As nossas prisões estão entupidas de presos que cometeram delitos sem violência, que poderiam ser punidos com penas diferentes da pena de prisão.

Têm estados no Brasil que 50% dos presos estão ilegalmente. Isso mutirões, até do CNJ, já soltaram milhares de presos no Brasil em diferentes estados que estavam presos de maneira ilegal. A gente tem um dever de casa que não está sendo feito.

Radioagência NP: O que a senhora tem a dizer sobre a duração do contrato de concessão, de 27 anos?

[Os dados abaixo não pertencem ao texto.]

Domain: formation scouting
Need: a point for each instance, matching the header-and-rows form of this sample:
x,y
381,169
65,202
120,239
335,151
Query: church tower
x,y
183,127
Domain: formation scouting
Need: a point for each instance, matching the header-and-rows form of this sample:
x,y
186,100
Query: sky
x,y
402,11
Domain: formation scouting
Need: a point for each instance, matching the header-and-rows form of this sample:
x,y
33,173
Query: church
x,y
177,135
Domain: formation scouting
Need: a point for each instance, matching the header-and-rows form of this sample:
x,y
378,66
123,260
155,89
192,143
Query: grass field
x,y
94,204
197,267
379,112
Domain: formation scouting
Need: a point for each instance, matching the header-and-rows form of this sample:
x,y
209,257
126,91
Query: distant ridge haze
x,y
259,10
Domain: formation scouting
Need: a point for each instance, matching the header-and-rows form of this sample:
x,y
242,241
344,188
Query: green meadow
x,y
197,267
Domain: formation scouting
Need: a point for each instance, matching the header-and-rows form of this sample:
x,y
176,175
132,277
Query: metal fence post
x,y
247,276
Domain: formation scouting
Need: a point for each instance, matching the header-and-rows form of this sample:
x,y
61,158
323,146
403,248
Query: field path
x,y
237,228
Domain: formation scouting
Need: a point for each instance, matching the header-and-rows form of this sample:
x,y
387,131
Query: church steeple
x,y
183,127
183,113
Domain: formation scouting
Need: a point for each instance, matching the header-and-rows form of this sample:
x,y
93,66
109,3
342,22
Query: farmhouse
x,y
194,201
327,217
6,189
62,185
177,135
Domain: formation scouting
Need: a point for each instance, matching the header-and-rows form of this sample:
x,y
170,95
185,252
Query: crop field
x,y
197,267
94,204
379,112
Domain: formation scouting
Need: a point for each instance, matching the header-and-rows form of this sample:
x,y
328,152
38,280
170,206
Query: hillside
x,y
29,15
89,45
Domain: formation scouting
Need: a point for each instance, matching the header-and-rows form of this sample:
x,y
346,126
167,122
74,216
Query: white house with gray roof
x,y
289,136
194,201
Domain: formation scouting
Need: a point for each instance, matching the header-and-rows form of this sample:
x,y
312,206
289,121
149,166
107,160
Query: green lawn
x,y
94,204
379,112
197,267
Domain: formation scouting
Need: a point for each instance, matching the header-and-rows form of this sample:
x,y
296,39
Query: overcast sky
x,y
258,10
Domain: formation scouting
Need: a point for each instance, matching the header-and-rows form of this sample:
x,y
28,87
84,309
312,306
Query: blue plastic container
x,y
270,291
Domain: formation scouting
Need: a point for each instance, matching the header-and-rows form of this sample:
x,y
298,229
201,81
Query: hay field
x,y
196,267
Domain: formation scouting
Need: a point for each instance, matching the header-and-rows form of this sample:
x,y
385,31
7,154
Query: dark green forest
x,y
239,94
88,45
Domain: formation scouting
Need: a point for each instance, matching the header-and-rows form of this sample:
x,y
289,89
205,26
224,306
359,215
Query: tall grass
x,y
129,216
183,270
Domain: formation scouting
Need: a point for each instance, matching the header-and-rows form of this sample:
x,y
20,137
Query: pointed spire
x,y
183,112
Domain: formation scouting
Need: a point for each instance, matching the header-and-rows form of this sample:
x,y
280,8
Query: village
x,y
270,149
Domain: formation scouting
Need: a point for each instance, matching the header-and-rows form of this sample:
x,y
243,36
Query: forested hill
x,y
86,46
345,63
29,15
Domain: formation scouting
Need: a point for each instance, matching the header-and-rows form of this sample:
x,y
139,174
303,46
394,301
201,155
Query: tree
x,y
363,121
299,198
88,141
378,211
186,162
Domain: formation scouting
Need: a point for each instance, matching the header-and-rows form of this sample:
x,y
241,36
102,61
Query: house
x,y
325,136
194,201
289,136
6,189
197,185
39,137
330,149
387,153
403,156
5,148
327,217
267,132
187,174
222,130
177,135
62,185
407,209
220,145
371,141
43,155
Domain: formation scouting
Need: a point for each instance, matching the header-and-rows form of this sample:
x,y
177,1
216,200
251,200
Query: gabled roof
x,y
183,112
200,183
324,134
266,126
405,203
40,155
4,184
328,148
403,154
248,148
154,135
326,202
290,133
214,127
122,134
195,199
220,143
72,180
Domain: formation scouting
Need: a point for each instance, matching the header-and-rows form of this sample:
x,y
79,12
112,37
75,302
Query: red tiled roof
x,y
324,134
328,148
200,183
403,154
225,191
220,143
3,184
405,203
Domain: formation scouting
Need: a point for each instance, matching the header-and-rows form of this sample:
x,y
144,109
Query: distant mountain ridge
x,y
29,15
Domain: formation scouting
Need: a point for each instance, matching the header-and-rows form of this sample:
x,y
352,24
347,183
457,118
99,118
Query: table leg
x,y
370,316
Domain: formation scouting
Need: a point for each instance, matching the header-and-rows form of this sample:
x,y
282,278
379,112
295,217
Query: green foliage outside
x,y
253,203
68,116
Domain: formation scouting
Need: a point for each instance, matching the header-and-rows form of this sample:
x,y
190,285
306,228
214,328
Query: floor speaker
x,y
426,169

Julita Lemgruber: O que está acontecendo nos EUA hoje: alguns estados estão fechando penitenciárias, porque com a queda da criminalidade nos últimos 20 anos, ficam vagas ociosas em muitas penitenciárias. Como então que o estado faz um contrato de 27 anos? É um contrato no escuro. Ninguém sabe como a criminalidade no Brasil vai estar daqui a 20 ou 30 anos e, se realmente, a gente vai precisar dessa quantidade de vagas.

Se a gente mantiver na prisão só quem realmente e legalmente deve ali ser mantido; se a gente investir em penas alternativas para presos não violentos;e se a gente, nos próximos 20 anos, igual nos EUA, começar a ter um declínio substantivo da criminalidade e começar a fechar prisões, o que o Estado vai fazer com esses contratos que estão amarrados por essa quantidade de anos?

Radioagência NP: Existe uma tendência de expansão desse modelo pelo território nacional?

Julita Lemgruber: A sensação que eu tenho é que a gente vai enfrentar um tsunami. Isso vai invadir o país. Semana passada, o vice- governador de São Paulo estava em Londres apresentando esse projeto. São Paulo vai entrar para esse caminho. Pernambuco já entrou, Ceará já entrou, tem vários estados já. A curto-prazo é muito atraente. Mas implica numa série de problemas em longo prazo.

De São Paulo, para a Radioagência NP, José Francisco Neto.